Morrow, Roberts honored for research on free radicals
L. Jackson Roberts, M.D., and Jason Morrow, M.D., received the 2006 Discovery Award from the Society for Free Radical Biology and Medicine.
Roberts and Morrow, chief of the Division of Clinical Pharmacology, were honored for their discovery and pioneering studies of a series of compounds called isoprostanes.
Isoprostanes are produced in the body when free radicals — highly reactive molecules derived from oxygen — attack the lipids that form cell membranes.
Discovery of isoprostanes made it possible for researchers to reliably detect and monitor free radical reactions, also called oxidative stress, in vivo — something that hadn't been possible before.
“Measuring isoprostanes has been shown to be far and away the most accurate way to assess oxidative stress status in vivo,” Roberts said. “This has allowed us to define a fundamental role for free radicals in the pathogenesis of a remarkably diverse, large number of diseases.”
Isoprostanes have been used to implicate free radicals in atherosclerosis, neurodegenerative diseases, the normal aging process, and other diseases.
The number of publications focused on isoprostanes “has increased exponentially,” Roberts said, from a single publication in 1990 — the year of their discovery — to over 250 last year.

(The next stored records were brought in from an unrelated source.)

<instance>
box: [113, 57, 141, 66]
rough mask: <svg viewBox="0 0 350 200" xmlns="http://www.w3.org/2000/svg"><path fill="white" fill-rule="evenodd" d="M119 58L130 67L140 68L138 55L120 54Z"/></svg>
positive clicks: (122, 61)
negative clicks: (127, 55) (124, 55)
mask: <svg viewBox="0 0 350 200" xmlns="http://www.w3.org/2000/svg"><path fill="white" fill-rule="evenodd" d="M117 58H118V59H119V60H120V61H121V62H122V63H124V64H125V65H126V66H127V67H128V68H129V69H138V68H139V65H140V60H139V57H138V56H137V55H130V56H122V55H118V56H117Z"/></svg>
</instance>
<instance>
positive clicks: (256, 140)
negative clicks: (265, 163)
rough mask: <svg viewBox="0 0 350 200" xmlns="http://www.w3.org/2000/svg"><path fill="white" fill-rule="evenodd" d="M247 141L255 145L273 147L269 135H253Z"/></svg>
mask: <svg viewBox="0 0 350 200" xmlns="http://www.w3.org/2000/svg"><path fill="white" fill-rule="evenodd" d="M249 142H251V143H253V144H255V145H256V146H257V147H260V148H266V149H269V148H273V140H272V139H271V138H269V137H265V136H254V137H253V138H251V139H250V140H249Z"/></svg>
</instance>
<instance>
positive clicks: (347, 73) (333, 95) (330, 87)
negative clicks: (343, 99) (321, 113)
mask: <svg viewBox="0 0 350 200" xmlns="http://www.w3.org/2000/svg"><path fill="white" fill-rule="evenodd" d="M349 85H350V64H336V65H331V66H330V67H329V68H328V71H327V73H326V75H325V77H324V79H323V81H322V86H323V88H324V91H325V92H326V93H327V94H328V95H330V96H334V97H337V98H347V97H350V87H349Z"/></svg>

“We launched the field of studying free radical biology and oxidative injury out of the test tube and into human disease,” he said.
The investigators received the award and were featured lecturers at the society's annual meeting last month. The Society for Free Radical Biology and Medicine, established in 1987, is a professional organization comprised of over 1,400 scientists, researchers and clinicians with an interest in the field of free radical chemistry, biology and medicine, according to the society's Web site.
Roberts is the T. Edwin Rogers Professor of Pharmacology and Medicine. Morrow is the F. Tremaine Billings Professor of Medicine and Pharmacology.